- Wake Forest Historic District
- U.S. National Register of Historic Places
- U.S. Historic district
- Location: Bounded by Oak St., RR tracks, Holding St., W. Vernon Ave., S. Wingate, N. Wingate, Durham Rd. and N. College Sts., Wake Forest, North Carolina
- Coordinates: 35°58′55″N 78°30′44″W﻿ / ﻿35.98194°N 78.51222°W
- Area: 246 acres (100 ha)
- Built: 1834
- Architect: Barrett, Charles W.; et.al.
- Architectural style: Federal, Greek Revival
- MPS: Wake County MPS
- NRHP reference No.: 03001301
- Added to NRHP: December 18, 2003

= Wake Forest Historic District =

Historic district in North Carolina, United States

Wake Forest Historic District is a national historic district located at Wake Forest, Wake County, North Carolina. The district encompasses 245 contributing buildings, one contributing site, and five contributing structures built between about 1890 and 1953 and located in the historic core of the town of Wake Forest. It includes notable examples of Greek Revival and Federal style architecture. Located in the district are the separately listed Lea Laboratory, South Brick House, and the Powell-White House, a contributing resource in the Glen Royall Mill Village Historic District.
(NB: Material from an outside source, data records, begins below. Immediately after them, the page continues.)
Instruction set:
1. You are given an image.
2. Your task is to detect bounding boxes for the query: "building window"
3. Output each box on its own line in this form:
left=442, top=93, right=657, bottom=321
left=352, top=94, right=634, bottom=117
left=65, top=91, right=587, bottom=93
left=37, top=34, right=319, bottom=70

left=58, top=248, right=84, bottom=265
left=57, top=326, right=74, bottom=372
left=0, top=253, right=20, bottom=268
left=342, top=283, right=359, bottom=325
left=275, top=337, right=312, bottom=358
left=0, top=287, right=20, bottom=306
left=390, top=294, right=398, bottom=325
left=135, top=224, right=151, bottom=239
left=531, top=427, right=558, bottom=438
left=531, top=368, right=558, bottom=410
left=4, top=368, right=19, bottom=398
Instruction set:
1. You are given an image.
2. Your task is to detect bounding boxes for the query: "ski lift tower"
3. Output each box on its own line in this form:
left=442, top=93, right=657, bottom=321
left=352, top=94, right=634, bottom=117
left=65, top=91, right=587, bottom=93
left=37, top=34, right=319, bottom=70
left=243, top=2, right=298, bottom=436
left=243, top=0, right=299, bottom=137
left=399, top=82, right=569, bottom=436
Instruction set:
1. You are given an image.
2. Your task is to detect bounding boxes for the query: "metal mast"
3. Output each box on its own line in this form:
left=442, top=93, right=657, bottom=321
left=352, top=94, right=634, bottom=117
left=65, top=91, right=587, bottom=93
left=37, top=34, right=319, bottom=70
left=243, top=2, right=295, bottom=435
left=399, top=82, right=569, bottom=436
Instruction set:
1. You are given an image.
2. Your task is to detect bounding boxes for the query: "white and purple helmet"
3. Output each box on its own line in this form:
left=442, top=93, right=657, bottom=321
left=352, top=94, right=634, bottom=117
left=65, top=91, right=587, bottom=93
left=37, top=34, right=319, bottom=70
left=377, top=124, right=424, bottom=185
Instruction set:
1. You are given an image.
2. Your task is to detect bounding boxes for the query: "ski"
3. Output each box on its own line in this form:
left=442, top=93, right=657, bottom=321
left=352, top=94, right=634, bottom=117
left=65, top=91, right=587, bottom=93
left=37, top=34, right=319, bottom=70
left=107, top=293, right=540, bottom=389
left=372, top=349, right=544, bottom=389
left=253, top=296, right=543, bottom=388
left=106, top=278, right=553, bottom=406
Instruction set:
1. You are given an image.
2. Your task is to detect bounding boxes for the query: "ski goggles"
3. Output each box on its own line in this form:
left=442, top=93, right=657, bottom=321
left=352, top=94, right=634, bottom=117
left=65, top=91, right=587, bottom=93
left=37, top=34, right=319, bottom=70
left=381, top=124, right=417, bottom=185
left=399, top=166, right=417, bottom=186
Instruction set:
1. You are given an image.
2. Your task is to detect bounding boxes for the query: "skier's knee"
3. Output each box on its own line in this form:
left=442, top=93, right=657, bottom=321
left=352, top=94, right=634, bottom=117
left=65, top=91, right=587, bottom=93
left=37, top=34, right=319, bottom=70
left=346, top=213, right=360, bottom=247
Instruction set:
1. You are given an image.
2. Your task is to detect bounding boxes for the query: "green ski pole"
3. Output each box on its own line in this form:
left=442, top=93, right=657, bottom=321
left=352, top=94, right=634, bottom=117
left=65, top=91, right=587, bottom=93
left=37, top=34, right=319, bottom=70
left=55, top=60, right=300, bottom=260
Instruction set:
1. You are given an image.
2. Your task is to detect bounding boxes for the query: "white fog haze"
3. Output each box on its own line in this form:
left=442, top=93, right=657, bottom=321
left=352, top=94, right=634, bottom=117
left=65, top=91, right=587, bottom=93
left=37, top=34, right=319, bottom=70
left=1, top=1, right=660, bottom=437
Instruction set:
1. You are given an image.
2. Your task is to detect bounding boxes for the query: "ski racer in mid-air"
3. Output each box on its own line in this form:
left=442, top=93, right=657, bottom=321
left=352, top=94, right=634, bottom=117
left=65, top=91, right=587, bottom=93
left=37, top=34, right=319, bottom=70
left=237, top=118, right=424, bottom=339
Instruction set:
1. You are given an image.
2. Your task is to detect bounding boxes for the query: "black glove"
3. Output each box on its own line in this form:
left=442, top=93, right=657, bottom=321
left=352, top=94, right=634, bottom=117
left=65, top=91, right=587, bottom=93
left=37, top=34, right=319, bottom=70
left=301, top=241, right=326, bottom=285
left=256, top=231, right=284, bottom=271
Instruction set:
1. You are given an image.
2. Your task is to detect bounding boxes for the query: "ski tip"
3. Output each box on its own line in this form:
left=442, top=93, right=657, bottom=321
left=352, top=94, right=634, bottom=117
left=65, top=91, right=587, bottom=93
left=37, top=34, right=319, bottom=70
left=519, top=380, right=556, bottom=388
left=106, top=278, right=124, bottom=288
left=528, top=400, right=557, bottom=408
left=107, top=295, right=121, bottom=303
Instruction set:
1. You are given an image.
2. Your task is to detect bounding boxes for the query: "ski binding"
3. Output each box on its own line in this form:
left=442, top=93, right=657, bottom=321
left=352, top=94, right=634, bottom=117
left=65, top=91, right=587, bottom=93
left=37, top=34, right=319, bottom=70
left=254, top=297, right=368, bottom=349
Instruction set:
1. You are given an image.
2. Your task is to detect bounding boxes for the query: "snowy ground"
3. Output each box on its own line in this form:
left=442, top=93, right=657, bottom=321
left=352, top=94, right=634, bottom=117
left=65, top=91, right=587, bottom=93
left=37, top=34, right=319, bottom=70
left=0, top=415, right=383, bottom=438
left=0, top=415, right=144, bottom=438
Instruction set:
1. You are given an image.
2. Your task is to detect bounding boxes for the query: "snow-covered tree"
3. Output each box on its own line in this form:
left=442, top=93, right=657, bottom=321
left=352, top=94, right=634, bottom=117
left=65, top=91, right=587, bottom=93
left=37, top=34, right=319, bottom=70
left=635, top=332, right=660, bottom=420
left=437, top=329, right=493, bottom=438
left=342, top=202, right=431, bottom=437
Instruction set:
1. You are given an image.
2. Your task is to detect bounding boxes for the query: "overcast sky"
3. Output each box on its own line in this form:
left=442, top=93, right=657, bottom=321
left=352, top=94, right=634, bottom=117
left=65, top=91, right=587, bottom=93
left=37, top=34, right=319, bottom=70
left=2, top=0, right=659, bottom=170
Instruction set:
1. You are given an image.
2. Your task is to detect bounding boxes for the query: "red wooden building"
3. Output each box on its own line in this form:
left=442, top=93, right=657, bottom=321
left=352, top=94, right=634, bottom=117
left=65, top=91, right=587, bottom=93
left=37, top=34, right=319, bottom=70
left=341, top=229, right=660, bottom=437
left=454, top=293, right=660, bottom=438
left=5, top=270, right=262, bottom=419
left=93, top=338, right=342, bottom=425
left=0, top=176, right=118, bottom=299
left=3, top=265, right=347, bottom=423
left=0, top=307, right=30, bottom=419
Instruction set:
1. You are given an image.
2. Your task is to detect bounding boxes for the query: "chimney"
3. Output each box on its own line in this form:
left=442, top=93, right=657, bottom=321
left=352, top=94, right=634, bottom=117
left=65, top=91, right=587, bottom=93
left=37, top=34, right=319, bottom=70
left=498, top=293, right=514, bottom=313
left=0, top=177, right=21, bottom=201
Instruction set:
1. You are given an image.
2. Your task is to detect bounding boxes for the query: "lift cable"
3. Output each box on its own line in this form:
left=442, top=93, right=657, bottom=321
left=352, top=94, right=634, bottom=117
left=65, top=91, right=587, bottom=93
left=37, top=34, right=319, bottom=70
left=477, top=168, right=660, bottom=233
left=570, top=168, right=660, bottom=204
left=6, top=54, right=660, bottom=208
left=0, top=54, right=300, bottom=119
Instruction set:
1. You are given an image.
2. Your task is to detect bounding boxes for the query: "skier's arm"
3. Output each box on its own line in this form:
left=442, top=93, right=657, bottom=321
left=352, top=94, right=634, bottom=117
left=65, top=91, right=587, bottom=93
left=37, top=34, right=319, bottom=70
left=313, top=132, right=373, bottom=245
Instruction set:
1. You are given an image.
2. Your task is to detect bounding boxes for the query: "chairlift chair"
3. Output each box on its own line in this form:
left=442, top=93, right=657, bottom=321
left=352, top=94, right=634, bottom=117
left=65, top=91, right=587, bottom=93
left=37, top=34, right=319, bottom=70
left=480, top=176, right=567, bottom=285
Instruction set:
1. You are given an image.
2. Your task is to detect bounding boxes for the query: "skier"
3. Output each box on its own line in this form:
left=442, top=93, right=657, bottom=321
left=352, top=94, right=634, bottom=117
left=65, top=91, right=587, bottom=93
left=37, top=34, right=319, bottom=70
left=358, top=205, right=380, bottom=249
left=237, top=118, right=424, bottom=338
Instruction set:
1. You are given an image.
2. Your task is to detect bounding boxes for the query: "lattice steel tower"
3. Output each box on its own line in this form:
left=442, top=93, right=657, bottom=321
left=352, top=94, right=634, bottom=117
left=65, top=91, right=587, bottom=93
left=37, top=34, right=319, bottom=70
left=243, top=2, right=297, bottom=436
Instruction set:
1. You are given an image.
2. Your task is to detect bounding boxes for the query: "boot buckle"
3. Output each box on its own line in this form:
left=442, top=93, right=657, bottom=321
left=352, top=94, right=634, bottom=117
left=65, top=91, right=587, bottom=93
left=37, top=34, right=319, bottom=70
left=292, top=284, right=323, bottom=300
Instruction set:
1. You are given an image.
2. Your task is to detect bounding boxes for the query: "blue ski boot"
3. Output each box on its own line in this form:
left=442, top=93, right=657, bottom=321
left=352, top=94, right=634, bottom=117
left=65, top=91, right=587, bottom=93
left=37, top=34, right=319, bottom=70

Other notable buildings include the historic campus of Wake Forest College, Wake Forest Baptist Church (1913), Magnolia Hill (1928), Calvin Jones House (circa 1820), John M. Brewer House (circa 1860), Wait-Taylor House (1843), Taylor-Purefoy-Poteat-Swett House (circa 1840), Community House (circa 1942), St. Catherine of Siena Catholic Church (now Hope Lutheran Church, circa 1940), the Powers Store (1897), and former Water and Light Building (1909).

The district was listed on the National Register of Historic Places in 2003.